Even a moment spent under Morgane’s mercy was too long. Too late.

“Are her hands clawed?” Beau had muttered a few moments later.

Coco had raised her brows at him. “You were at Modraniht. You saw them.”

“They weren’t clawed.”

“They should’ve been. She should have a wart and a hunchback too, the hackneyed bitch.”

Even Jean Luc cracked a grin. His Balisarda weighed heavy against my chest. At last—when I could stand it no more—I unsheathed it, handing it to him. “Here. Take it.”

His smile slipped, and he missed a step. “Why—why would you give this back to me?”

I curled his fingers around the hilt. “It’s yours. Mine is gone.” When I shrugged, the movement didn’t feel forced. It felt . . . right. Light. A weight lifted from my shoulders. “Perhaps it’s for the best. I’m not a huntsman anymore.”

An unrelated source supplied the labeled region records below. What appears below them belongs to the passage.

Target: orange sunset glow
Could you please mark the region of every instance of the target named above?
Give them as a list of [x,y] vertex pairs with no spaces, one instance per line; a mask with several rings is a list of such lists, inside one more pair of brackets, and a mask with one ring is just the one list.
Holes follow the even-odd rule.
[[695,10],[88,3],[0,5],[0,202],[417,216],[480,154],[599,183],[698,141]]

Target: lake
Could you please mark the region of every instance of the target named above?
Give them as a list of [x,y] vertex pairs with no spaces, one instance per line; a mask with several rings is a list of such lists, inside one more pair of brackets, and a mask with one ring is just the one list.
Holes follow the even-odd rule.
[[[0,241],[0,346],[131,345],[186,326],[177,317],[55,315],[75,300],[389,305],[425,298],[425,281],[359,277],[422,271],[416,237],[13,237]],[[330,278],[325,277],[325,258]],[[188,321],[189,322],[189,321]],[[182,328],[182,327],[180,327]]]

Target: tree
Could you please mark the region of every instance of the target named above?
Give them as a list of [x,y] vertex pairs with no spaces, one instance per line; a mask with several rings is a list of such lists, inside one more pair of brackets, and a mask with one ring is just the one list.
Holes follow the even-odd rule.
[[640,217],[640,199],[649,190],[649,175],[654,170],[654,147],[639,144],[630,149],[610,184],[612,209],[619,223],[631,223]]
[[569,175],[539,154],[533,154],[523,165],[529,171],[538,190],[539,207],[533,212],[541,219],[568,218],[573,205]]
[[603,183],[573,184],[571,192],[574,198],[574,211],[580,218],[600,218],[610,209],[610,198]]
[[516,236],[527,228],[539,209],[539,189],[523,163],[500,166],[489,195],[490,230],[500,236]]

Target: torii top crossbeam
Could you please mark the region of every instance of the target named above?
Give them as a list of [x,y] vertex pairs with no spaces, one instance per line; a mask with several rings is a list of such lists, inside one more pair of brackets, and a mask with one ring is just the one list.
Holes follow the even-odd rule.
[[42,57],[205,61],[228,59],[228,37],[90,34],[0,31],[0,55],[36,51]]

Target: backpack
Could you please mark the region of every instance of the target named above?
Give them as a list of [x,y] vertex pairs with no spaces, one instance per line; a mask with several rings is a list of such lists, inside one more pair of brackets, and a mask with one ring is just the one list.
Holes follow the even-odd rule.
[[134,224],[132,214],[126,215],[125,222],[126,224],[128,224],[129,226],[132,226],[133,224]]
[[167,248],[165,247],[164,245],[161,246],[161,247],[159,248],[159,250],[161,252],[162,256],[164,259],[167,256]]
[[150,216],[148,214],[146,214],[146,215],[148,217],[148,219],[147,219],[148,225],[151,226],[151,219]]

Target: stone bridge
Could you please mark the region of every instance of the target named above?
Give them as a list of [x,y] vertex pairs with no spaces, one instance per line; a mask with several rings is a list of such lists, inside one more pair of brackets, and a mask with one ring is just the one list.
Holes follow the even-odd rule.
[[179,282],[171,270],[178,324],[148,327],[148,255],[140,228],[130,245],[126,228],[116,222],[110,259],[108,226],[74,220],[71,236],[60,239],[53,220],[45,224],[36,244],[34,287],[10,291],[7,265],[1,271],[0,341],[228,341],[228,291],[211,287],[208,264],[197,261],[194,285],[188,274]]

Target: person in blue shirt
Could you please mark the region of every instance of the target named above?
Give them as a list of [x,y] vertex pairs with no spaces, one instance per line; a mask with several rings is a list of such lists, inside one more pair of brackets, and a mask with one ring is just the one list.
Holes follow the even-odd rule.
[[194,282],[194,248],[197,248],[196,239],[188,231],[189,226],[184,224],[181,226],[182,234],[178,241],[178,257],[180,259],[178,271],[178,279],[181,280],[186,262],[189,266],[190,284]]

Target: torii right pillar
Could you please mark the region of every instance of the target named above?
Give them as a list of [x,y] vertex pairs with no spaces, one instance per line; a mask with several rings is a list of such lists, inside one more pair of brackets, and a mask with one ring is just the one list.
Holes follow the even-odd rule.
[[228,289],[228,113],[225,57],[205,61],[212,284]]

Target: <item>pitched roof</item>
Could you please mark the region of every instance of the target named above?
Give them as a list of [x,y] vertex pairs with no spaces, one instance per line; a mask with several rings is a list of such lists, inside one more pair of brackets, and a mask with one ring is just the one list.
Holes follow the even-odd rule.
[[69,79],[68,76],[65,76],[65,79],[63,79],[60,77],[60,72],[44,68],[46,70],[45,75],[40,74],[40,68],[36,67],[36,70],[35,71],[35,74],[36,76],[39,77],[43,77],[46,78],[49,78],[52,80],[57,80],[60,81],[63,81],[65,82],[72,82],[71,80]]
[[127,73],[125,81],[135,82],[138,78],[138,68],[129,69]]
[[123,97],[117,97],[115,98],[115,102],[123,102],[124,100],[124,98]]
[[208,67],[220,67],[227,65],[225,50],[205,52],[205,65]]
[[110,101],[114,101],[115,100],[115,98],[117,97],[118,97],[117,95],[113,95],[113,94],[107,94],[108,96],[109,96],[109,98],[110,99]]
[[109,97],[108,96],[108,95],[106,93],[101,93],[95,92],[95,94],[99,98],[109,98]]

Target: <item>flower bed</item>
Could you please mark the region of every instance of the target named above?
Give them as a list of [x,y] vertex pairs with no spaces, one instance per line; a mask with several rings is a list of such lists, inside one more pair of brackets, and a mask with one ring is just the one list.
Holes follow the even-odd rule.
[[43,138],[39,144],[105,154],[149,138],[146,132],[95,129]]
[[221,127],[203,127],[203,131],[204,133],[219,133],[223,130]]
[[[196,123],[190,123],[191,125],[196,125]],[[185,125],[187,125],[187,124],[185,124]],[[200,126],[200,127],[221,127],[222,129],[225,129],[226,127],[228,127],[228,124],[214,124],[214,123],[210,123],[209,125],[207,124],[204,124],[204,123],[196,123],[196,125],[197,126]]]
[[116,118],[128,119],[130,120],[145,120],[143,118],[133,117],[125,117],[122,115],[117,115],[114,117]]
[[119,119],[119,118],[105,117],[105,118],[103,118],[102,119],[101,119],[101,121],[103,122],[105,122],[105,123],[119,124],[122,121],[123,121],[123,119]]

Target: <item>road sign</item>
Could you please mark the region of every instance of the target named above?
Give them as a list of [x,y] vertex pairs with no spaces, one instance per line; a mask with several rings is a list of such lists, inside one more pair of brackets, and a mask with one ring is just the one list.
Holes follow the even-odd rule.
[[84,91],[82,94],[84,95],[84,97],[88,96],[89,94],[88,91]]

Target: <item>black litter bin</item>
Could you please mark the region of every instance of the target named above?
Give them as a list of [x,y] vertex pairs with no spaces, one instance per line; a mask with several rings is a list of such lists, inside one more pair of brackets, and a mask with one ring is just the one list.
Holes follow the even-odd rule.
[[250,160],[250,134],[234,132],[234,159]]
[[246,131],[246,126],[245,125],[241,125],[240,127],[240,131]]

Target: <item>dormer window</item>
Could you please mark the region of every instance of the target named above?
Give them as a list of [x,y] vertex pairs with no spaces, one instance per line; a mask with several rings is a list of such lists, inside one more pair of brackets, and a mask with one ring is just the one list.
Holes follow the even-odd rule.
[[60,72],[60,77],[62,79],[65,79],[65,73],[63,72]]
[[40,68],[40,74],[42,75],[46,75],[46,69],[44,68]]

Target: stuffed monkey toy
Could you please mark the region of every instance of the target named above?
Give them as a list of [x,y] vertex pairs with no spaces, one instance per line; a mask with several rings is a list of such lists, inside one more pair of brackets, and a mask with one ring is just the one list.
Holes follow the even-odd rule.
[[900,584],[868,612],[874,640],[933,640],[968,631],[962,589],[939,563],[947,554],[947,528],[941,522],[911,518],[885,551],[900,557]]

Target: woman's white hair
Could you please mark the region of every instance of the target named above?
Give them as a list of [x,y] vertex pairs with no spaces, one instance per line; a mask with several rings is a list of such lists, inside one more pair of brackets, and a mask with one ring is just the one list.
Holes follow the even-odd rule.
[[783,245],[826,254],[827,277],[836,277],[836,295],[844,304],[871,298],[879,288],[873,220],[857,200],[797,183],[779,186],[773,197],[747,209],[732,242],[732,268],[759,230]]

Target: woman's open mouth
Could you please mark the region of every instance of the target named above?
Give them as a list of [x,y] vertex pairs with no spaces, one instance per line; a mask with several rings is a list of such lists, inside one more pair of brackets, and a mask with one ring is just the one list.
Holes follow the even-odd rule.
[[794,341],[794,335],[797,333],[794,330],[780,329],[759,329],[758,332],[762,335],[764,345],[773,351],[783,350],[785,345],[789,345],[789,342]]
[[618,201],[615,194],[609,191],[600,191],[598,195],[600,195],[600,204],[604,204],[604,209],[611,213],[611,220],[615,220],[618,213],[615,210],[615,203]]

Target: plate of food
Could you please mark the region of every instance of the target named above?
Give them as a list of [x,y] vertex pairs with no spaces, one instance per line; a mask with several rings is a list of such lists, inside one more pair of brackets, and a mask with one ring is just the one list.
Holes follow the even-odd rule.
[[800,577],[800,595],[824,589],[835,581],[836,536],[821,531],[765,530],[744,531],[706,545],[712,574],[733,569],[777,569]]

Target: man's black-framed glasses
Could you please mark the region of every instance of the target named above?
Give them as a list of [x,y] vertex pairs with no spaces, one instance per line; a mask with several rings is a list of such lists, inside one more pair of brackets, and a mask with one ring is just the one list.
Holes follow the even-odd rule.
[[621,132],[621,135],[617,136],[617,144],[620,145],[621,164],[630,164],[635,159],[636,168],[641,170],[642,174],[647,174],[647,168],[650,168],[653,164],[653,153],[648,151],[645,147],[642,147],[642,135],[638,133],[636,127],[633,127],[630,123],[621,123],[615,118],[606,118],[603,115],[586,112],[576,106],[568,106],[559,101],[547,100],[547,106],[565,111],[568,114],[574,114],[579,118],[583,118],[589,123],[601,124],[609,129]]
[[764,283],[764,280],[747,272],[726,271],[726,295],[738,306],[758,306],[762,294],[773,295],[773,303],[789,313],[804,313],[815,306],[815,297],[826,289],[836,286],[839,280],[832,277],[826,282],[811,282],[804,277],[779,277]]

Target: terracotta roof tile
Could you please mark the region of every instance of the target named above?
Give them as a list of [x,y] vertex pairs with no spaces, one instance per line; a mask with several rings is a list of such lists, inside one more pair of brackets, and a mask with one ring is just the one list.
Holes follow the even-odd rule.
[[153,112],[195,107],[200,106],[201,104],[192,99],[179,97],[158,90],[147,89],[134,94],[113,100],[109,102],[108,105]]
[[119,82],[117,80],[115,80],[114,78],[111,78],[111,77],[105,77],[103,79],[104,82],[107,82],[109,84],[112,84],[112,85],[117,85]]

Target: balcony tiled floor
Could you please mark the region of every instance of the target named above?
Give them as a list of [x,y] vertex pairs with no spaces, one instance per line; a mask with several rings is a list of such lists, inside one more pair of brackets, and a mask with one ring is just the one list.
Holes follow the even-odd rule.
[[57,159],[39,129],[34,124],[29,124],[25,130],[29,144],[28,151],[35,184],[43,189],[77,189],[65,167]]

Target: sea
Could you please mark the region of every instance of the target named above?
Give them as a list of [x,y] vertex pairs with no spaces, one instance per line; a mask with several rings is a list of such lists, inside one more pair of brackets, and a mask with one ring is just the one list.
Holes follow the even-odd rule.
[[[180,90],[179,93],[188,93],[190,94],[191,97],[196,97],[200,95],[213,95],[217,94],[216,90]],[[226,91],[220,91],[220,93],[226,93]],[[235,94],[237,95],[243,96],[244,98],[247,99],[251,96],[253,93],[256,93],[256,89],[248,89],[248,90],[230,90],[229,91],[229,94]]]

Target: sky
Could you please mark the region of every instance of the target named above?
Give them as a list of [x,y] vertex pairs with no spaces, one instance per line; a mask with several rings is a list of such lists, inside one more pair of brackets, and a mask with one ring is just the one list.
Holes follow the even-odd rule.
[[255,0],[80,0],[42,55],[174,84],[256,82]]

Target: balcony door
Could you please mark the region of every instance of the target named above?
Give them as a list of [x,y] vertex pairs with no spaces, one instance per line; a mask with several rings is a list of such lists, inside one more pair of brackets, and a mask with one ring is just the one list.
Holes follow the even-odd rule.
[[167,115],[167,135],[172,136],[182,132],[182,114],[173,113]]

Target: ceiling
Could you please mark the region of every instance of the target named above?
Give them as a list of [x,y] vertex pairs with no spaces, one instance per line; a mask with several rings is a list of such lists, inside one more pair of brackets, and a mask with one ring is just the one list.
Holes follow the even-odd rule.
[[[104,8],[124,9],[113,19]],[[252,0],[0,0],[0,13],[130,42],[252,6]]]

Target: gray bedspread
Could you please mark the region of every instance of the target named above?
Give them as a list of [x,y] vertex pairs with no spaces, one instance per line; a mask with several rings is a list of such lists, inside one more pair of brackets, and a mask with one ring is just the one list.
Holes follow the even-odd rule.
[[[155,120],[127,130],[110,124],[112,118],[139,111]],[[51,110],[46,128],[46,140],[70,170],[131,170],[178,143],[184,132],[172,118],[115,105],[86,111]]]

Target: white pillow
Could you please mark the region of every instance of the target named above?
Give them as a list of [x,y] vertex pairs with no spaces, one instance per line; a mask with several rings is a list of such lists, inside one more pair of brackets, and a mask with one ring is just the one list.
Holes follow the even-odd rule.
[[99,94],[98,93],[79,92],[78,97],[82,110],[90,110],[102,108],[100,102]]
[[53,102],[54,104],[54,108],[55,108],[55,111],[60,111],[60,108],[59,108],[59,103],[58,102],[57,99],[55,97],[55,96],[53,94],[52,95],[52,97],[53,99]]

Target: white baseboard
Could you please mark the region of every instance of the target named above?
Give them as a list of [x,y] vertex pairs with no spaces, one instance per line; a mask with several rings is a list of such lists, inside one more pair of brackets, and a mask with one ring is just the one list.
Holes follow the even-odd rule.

He stared at me. Then the dam broke. “You’re a witch. You killed the Archbishop with . . . magic.” His voice dripped with accusation. With betrayal. But there, in his eye, was a sliver of hope. He wanted me to deny it. He wanted to blame someone else—anyone else—for what had happened to our forefather. In that sliver, I recognized my old friend. He was still in there. Despite everything, he still wanted to trust me. The thought should’ve warmed me, but it didn’t.

That sliver was a lie.

“Yes.” I watched as his hope shriveled, as he physically recoiled from me. Blaise’s gaze touched my cheek, curious—studying—but I ignored him. “I won’t deny it, and I won’t explain myself. I am a witch, and I killed our forefather. The Archbishop didn’t deserve it, but he also wasn’t the man we thought he was.”

Visibly deflating, he scrubbed a hand down his face.

“Mother of God.” When he looked up again, he met my gaze with not camaraderie, exactly, but a sense of resignation. “Have you known all this time?”

“No.”

“Did you enchant him to receive your position?”

“Of course not.”

“And does it . . . feel different?” At this, he swallowed visibly, but he did not look away. In that small act of defiance, I remembered the boy who’d befriended me, cared for me, the one who’d always pulled me up when I fell. The one who’d punched Julien for calling me trash boy. Before the greed had hardened us to each other. Before the envy.